Он был необычайным приверженцем чистоты. Не мог надеть второй раз рубашку, если носил ее хотя бы час. В театре он переодевался и опрыскивал себя одеколоном после каждого акта. В одной опере он пел любовный дуэт с грузной певицей, которую по ходу действия должен был обнимать. Собираясь в театр, он сказал:
— Невыносимо петь с кем-нибудь, кто не любит мыться, а с
тем, от кого пахнет чесноком, - просто невозможно. Надеюсь, публика не заметит недостатка эмоций в нашем дуэте.
В другой раз один французский тенор пригласил нас в свою ложу на концерте. Едва мы успели сесть, как Энрико обратился к нему:
- Мсье, мадам не сможет остаться в ложе, если вы сейчас же не почистите зубы.
Несчастный ушел и вскоре вернулся.
- За этим очень важно следить, - сказал ему Энрико.
Я не могла понять, почему бедный тенор не обиделся смертельно, и спросила об этом Энрико. Он удивленно посмотрел на меня:
- Наоборот. Он должен быть благодарен мне за совет. Мы ведь остались, а могли уйти.
Я вспоминаю лишь один случай, когда Энрико охотно говорил о пении. Это было во время визита к нам Шарпантье, французского боксера, приехавшего на матч с Демпси. Мы никогда раньше не видели его. Он оказался приятным молодым человеком, носившим необыкновенную рубашку, вышитую большими красными стрелами. Когда он ушел, я спросила Энрико, о чем они разговаривали:
- О пении, - ответил он.
- Он хочет петь?
- Нет. Он собирается заниматься боксом.
- Но ведь ты никогда не говоришь о пении. Наверное, он хорошо в нем разбирается?

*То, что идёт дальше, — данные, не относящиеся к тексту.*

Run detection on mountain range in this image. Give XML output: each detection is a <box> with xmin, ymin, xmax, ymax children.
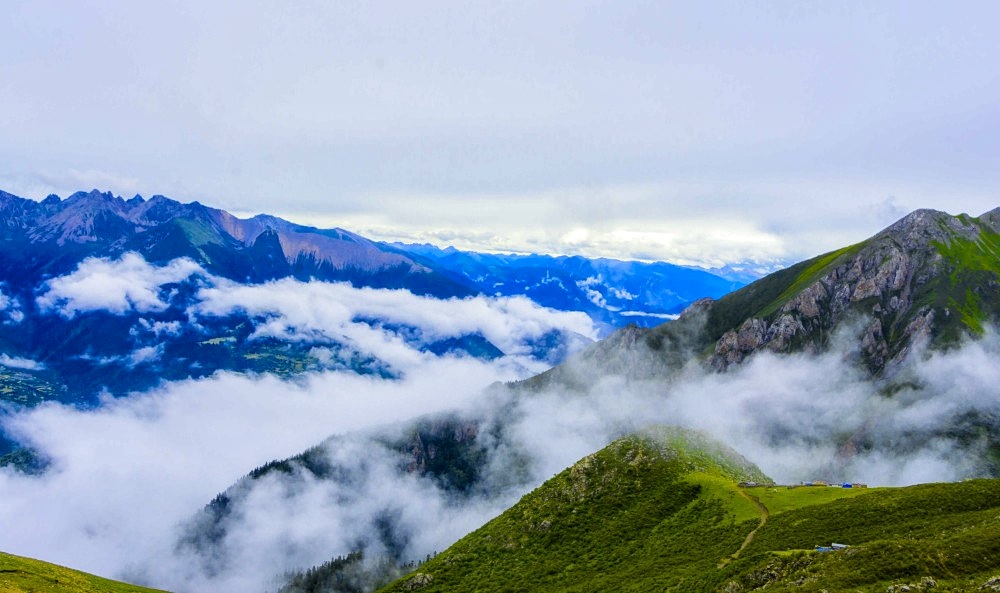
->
<box><xmin>393</xmin><ymin>243</ymin><xmax>743</xmax><ymax>329</ymax></box>
<box><xmin>0</xmin><ymin>188</ymin><xmax>744</xmax><ymax>458</ymax></box>
<box><xmin>0</xmin><ymin>188</ymin><xmax>742</xmax><ymax>330</ymax></box>
<box><xmin>0</xmin><ymin>188</ymin><xmax>741</xmax><ymax>401</ymax></box>
<box><xmin>3</xmin><ymin>197</ymin><xmax>1000</xmax><ymax>593</ymax></box>
<box><xmin>166</xmin><ymin>206</ymin><xmax>1000</xmax><ymax>593</ymax></box>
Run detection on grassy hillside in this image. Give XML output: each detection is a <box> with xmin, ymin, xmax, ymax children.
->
<box><xmin>378</xmin><ymin>430</ymin><xmax>1000</xmax><ymax>593</ymax></box>
<box><xmin>378</xmin><ymin>428</ymin><xmax>771</xmax><ymax>593</ymax></box>
<box><xmin>0</xmin><ymin>552</ymin><xmax>169</xmax><ymax>593</ymax></box>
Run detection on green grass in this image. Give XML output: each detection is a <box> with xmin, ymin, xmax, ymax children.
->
<box><xmin>378</xmin><ymin>430</ymin><xmax>769</xmax><ymax>593</ymax></box>
<box><xmin>0</xmin><ymin>552</ymin><xmax>169</xmax><ymax>593</ymax></box>
<box><xmin>173</xmin><ymin>217</ymin><xmax>223</xmax><ymax>248</ymax></box>
<box><xmin>758</xmin><ymin>242</ymin><xmax>865</xmax><ymax>318</ymax></box>
<box><xmin>746</xmin><ymin>484</ymin><xmax>880</xmax><ymax>515</ymax></box>
<box><xmin>728</xmin><ymin>480</ymin><xmax>1000</xmax><ymax>592</ymax></box>
<box><xmin>686</xmin><ymin>472</ymin><xmax>761</xmax><ymax>524</ymax></box>
<box><xmin>377</xmin><ymin>432</ymin><xmax>1000</xmax><ymax>593</ymax></box>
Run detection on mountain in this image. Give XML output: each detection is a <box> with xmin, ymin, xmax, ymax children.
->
<box><xmin>0</xmin><ymin>551</ymin><xmax>168</xmax><ymax>593</ymax></box>
<box><xmin>392</xmin><ymin>243</ymin><xmax>743</xmax><ymax>332</ymax></box>
<box><xmin>529</xmin><ymin>207</ymin><xmax>1000</xmax><ymax>389</ymax></box>
<box><xmin>181</xmin><ymin>206</ymin><xmax>1000</xmax><ymax>593</ymax></box>
<box><xmin>376</xmin><ymin>429</ymin><xmax>1000</xmax><ymax>593</ymax></box>
<box><xmin>695</xmin><ymin>261</ymin><xmax>789</xmax><ymax>284</ymax></box>
<box><xmin>707</xmin><ymin>208</ymin><xmax>1000</xmax><ymax>373</ymax></box>
<box><xmin>175</xmin><ymin>409</ymin><xmax>525</xmax><ymax>584</ymax></box>
<box><xmin>0</xmin><ymin>189</ymin><xmax>471</xmax><ymax>297</ymax></box>
<box><xmin>0</xmin><ymin>187</ymin><xmax>741</xmax><ymax>417</ymax></box>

- Он разбирался только в боксе, когда пришел, но теперь он кое-что понимает и в пении. — Затем он добавил: — А вот меня бокс совершенно не интересует.

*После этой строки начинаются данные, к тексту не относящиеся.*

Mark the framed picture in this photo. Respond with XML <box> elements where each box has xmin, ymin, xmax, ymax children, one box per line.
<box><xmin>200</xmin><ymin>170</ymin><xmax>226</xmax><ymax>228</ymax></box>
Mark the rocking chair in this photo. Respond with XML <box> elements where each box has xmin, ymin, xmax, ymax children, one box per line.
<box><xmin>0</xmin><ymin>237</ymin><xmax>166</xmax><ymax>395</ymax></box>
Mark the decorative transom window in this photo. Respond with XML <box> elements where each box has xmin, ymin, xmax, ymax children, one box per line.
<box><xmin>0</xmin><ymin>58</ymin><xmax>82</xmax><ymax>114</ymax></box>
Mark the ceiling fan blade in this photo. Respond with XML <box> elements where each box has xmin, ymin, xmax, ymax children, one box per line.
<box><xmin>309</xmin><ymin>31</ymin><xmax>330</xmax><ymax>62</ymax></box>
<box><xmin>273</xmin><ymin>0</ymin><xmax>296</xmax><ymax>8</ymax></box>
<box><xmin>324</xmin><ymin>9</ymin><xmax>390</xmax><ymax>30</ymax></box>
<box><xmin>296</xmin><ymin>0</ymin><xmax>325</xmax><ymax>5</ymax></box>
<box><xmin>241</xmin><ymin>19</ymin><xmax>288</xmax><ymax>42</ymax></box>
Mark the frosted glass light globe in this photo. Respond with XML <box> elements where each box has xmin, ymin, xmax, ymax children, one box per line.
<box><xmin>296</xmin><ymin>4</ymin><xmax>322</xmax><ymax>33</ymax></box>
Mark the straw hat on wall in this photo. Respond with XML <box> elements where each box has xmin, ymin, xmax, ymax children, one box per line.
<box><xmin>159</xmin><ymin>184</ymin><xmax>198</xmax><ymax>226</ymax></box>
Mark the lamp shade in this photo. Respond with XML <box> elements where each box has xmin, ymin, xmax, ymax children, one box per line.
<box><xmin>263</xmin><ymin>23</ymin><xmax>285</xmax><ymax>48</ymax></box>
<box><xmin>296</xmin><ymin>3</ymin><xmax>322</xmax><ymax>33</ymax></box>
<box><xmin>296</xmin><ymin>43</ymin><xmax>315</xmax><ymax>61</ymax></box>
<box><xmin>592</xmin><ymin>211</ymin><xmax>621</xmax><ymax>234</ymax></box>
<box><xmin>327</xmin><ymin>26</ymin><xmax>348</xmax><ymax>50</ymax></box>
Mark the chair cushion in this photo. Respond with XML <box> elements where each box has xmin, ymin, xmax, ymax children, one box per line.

Я любила слушать пение Энрико, но не любила оперу. Я ничего в ней не понимала. Опера казалась мне очень шумной и неестественной. Я бывала в «Метрополитен» только для того, чтобы быть рядом с Энрико. В театре меня охватывало возбуждение - я ощущала себя красивой, хорошо одетой и остро чувствовала контраст между новой жизнью и жизнью у отца. После свадьбы я впервые сидела в ложе. Это было открытие сезона, которое пришлось на первый вечер после заключения перемирия. Энрико пел в «Силе судьбы». Я была одета в белое бархатное платье. На мне сияли бриллианты, на плечах красиво покоилась шиншилла. Когда мы с дядей проходили по фойе, толпа расступалась, все улыбались, говорили комплименты, и я чувствовала, что нахожусь на вершине блаженства. После второго акта я прошла к Энрико за кулисы.